Friday, December 7, 2007

Muslim Poetess Arrested for Extremist Poetry

The Guardian Unlimited

A 23-year-old former Heathrow shop assistant who called herself the "lyrical terrorist" and scrawled her extremist thoughts on till receipts has been handed a nine-month suspended jail sentence.

Samina Malik became the first woman convicted under new terrorism legislation after writing poems entitled How To Behead and The Living Martyrs.

Malik, described as an "unlikely but committed" Islamic extremist, was last month convicted by an jury at the Old Bailey of a charge under the 2000 Terrorism Act.

She worked at WH Smith at Heathrow, where she scribbled her extremist lyrics on till receipts. On one she wrote: "The desire within me increases every day to go for martyrdom."

But Malik told the jury she only adopted her "lyrical terrorist" nickname because she thought it was "cool" and insisted: "I am not a terrorist."

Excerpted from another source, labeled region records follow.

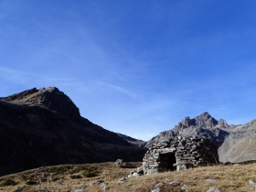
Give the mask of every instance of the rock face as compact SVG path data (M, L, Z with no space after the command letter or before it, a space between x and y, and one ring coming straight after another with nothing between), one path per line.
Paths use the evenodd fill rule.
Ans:
M162 140L145 153L143 159L144 174L219 163L218 146L209 140L192 136Z
M117 133L80 115L59 89L36 88L0 98L0 176L45 165L141 161Z
M203 112L196 118L185 117L172 130L160 133L141 146L152 147L164 139L177 136L205 137L218 145L220 162L240 163L256 159L256 120L243 125L229 125Z
M122 138L123 138L125 141L127 141L129 144L131 144L132 145L134 145L134 146L139 146L144 143L144 141L143 141L143 140L134 139L133 137L127 136L125 134L118 133L116 133L119 136L121 136Z
M185 117L172 130L160 133L157 136L145 142L142 146L151 147L165 138L175 138L176 136L189 137L197 135L198 137L206 137L211 143L221 145L225 138L229 134L229 126L225 121L218 122L209 115L208 112L203 112L196 118ZM222 127L221 124L227 123Z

Malik had tears in her eyes as she left the dock, while her mother wept during the court hearing. The judge said Malik's crime was on the "margins" of the offence of which she was found guilty. He said Malik was of "good character" and from a "supportive and law-abiding family who are appalled by the trouble that you are in".

"The Terrorism Act and the restrictions it imposes on the personal freedom exist to protect this country, its interests here and abroad, its citizens, and those who visit here. Its protection embraces us all. Its restrictions apply to us all, whatever our personal religious or political beliefs."

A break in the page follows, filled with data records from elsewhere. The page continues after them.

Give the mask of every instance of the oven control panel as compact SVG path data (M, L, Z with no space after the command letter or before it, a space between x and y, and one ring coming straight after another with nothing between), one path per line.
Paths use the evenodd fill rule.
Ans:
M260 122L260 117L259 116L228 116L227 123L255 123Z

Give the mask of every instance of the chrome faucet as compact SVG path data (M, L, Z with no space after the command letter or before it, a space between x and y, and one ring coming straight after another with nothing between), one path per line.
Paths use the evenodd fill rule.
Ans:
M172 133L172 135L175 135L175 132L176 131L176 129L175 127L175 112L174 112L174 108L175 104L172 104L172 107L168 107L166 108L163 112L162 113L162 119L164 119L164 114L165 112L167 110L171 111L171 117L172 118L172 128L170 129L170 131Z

He told Malik that if she had been convicted of the more serious charge of possessing an article for terrorist purposes - of which the jury cleared her - she would have faced a jail term. But he said, while a custodial sentence was merited, she had already faced "extremely rigorous" bail conditions which were "tantamount to house arrest".

Read on here.

2 comments:

Unknown said...

I think Great Britain has the "facist shift" in progress. If Britons dont wake up they will be living in the modern day European fascist state.

AG said...

i'm not sure it's a question of "waking up"..as if they are being or have been fooled. As Freud's student Reich put it...there was a point [his example, Nazi Germany] where people were not misled but rather actively desired fascism. Nietzsche seemed to have noticed it too: there is a distinctive 'becoming-reactionary' that is characteristic of societies: the growth of paranoia, 'Othering', and the development of an accompanying morality. We need to find ways of escaping microFascism, that is, the human, all too human, fascist within us.